活動報告

コラム~第59回「歩道状空地」

2025.2.6

相続税の土地の評価について、歩道状空地がある。これは、一団地の共同住宅の開発において、公道に沿ってインターロッキング舗装された道路上の通路があり、その通路は開発行為で要請されている私道であるが、不特定多数の者の通行用の用に供されていることから、評価通達の私道の評価により評価0として良いこととなっている。
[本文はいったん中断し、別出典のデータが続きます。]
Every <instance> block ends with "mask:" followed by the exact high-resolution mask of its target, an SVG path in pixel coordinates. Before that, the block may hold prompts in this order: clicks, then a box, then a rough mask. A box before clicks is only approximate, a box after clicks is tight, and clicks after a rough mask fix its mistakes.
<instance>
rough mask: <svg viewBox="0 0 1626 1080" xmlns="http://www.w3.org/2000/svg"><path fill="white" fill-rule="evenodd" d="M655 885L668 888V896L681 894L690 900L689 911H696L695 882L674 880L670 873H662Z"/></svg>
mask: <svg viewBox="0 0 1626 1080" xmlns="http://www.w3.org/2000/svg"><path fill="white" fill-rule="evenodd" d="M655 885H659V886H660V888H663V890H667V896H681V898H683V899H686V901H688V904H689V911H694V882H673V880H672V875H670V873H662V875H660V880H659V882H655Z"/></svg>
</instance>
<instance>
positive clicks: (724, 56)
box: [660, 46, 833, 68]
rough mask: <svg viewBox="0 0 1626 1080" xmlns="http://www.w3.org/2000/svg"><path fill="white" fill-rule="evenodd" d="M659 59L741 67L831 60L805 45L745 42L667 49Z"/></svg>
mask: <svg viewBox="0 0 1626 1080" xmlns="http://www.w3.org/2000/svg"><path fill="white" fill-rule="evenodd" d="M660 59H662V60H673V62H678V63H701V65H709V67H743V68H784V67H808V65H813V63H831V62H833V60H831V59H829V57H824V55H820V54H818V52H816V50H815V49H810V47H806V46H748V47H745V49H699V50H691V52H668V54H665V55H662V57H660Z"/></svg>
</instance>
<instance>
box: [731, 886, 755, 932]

この歩道状空地については、平成29年2月28日の最高裁判決に基づき、平成29年7月の財産の評価における質疑応答により不特定多数の通行の用に供されていることから評価通達24の私道の評価が適用なることとなった。

しかし、注意をしたいことは、歩道状空地でありながら建築基準法59条の2の総合設計制度における歩道状空地は、財産の評価における質疑応答により、私道の評価を適用できないとする規定がある。その理由としては、総合設計制度による中高層の共同住宅の開発行為において一定の公開空地(広場、歩道状空地等)を設けると容積率や建物の高さが緩和を受けることができることで、その歩道状空地は建物の敷地として必要な部分であり、セットバック面積のような建築面積に入らない私道としての評価とは異なることから、私道の評価として評価ができないとされている。

したがって、インターロッキング舗装となっていても歩道状空地については、土地評価について注意を要する。

なお、先の最高裁判決における歩道状空地においてはセットバックのような私道ではなく、一団地の開発行為における建物の敷地として歩道状空地である。総合設計制度と同じ考え方であるのにも関わらず、一方では私道の評価が認められず、一団地の歩道状空地では私道の評価が認めれている現状では、評価の整合性に問題がある。